When no value is returned, the parent sub says to the child: Go and do
this and that and do not bother me anymore. This is not the same as
"return void". "Return void" basically means, - When you finish, let
me know and I'll resume. "Do not bother me" means: "I'm working in
parallel".  This is the fundamental difference, especially when
talking about "Loosely coupled" things. "Asynchronous" is one of the
most popular words, if not the most popular in that achitecture
related "Loosely coupled" discussions.

When someone tries to state that this or that concept is extremely
vital, he should use precise terminology at least.

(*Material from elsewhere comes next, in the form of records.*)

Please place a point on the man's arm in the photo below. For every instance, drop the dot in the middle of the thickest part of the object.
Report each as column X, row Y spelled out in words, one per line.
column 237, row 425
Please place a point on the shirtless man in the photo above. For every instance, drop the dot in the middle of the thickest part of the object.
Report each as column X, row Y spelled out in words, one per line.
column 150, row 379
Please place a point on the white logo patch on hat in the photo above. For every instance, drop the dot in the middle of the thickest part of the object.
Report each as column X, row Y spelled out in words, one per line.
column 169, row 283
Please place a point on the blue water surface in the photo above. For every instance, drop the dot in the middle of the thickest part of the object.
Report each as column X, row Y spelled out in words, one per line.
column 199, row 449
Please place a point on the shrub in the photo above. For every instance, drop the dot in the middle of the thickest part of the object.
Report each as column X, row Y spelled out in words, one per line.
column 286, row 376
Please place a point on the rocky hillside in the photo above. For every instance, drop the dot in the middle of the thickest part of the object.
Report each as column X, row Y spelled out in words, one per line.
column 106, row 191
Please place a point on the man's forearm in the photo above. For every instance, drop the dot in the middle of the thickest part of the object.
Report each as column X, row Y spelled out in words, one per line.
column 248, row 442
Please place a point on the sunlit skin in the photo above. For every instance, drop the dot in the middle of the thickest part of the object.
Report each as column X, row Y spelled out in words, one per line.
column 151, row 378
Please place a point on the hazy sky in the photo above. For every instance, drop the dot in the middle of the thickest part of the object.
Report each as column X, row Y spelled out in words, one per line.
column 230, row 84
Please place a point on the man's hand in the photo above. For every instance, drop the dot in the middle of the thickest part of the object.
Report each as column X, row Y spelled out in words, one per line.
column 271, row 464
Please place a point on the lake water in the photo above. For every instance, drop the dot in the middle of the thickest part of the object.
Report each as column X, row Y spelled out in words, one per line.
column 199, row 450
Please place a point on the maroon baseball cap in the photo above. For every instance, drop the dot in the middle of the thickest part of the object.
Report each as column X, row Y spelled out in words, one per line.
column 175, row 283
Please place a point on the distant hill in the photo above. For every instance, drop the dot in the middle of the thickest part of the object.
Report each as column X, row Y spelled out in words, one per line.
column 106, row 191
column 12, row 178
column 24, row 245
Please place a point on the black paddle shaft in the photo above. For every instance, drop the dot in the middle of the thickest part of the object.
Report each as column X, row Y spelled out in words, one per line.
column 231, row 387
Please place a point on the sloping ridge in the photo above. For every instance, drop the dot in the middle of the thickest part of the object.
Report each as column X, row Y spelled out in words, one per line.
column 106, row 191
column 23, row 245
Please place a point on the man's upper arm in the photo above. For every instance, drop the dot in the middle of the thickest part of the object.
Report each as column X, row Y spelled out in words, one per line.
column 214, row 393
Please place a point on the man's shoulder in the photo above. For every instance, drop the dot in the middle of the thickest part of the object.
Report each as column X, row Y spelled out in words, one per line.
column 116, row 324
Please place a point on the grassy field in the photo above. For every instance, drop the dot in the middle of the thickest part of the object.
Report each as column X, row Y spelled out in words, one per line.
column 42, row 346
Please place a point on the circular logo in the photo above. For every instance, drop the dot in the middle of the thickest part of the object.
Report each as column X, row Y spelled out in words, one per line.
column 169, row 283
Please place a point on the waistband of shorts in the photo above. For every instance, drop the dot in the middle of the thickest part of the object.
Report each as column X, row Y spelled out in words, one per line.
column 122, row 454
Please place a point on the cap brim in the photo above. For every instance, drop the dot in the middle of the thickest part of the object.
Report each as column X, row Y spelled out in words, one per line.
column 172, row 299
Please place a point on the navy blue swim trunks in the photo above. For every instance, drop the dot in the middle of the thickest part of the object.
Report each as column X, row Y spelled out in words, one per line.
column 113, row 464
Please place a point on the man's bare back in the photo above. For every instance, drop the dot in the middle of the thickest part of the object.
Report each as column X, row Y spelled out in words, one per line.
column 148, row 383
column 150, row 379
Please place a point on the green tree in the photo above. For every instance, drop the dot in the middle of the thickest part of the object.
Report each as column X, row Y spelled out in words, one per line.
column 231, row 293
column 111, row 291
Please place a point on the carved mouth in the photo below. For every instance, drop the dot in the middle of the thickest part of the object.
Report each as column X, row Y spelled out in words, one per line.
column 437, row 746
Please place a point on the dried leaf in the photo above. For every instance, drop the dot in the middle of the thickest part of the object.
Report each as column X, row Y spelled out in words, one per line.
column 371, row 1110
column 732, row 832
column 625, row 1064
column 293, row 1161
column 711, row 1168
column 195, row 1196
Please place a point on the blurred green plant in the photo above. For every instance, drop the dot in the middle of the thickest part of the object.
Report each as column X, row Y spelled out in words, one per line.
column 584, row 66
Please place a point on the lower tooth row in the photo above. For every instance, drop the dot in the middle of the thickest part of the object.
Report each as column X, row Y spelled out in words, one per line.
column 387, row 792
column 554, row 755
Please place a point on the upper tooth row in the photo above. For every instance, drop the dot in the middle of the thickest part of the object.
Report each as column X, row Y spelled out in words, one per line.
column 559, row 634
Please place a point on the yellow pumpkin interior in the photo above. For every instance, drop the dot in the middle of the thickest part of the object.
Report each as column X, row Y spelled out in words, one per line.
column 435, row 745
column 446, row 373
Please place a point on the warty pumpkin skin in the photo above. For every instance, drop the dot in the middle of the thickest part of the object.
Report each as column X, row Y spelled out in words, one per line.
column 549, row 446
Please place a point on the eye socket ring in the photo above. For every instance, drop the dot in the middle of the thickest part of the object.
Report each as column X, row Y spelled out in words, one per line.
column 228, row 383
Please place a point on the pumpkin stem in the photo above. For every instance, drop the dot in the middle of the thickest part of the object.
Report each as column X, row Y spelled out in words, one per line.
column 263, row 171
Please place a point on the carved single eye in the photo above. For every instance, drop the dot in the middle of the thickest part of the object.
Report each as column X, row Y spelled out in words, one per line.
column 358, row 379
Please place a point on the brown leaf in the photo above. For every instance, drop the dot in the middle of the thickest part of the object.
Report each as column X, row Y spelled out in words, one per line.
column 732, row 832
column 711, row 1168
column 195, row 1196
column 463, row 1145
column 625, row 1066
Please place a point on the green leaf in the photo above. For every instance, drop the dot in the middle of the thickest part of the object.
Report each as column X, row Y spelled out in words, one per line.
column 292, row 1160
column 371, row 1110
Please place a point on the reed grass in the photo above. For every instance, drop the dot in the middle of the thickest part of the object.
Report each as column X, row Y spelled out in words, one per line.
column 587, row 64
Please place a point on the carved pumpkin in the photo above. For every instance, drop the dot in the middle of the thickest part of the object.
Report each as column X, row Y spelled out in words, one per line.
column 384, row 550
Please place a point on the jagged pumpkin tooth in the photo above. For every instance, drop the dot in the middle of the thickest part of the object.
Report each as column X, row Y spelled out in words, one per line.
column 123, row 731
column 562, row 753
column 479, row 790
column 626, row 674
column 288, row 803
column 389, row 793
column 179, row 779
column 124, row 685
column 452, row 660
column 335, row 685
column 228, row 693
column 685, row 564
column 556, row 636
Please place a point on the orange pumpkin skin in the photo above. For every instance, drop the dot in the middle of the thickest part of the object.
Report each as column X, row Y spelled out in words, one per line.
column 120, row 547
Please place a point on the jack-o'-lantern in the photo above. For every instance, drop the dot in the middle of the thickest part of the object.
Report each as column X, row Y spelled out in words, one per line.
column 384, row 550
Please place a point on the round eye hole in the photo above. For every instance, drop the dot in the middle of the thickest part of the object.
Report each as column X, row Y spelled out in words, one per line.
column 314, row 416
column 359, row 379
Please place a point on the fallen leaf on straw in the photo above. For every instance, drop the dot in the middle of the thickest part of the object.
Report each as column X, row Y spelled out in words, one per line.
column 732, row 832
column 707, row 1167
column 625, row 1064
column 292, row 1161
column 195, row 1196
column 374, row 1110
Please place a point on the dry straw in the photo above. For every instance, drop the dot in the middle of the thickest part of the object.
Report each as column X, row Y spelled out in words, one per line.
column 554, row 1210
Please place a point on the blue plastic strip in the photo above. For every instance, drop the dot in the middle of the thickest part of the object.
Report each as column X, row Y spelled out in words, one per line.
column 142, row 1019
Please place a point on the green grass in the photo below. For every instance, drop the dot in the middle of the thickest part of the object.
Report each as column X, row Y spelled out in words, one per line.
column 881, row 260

>> Unfortunately a lot of people can't seem to separate C specifics from
>> general computing.  That is definitely bad.
>
> And some people seem to have a need to inject their favorite's language's
> features in every general discussion, be they relevant or not :)

Seem to be relevant. I'm imressed.

2008\10\18@072713 by Gerhard Fiedler

picon face
Tamas Rudnai wrote:

>> Assembly came before all of these, and in assembly, a function call and a
>> subroutine call are the same.

> I think the discussion is more like using the words from real languages in
> the programming languages. In my mind function is a mathematical term for
> calculating something
>
> X = Y^2

Right.

> The big difference (should be) also that a procedure has side effects
> while a function should not.

Maybe, but in reality this distinction is rather blurred -- even in a
typical Pascal program.

> I thing C started to use function only as Kernighan and Ritchie might
> thought that every procedure has to give back a status - and they may
> thought that a status is also a function return.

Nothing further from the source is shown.